Charlie Cook doesn’t have high prospects for Democrats this November. From the new Economist:
The elections in 2008 were unique in recent history for the number of young who voted; [Cook] cannot see that happening again. The enthusiasm gap has persisted for several months now, and is unlikely to close in the three that remain before election day, according to [Jeff] Jones [of Gallup]. Gallup, meanwhile, has found no discernible increase in support for the Democrats among Latinos since Arizona adopted its controversial immigration law. And the huge Democratic votes in 2006 and 2008 were always going to be hard to maintain, even in the best of circumstances.
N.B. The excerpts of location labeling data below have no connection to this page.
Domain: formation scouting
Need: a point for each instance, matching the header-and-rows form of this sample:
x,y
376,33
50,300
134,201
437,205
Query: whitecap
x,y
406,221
The Democrats’ best hope, in Mr Cook’s view, lies not in courting the party base but in denigrating the Republicans. That may help to remind disillusioned supporters why they voted Democratic in the first place. It could also give wavering independent voters pause. But the tactic’s chief benefit may lie in dampening the support of Republican cadres for their party.
Indeed, the Democrats’ leaders seem to have adopted this strategy already. They are trying to frame the election as a choice between their reforms, however imperfect, and a return to the failed policies of Mr Bush. Mr Obama is likening the Republican Party to a driver who, having crashed into a ditch, waits for someone else to pull the car out and then asks for the keys back. It’s a far cry from “Yes we can”.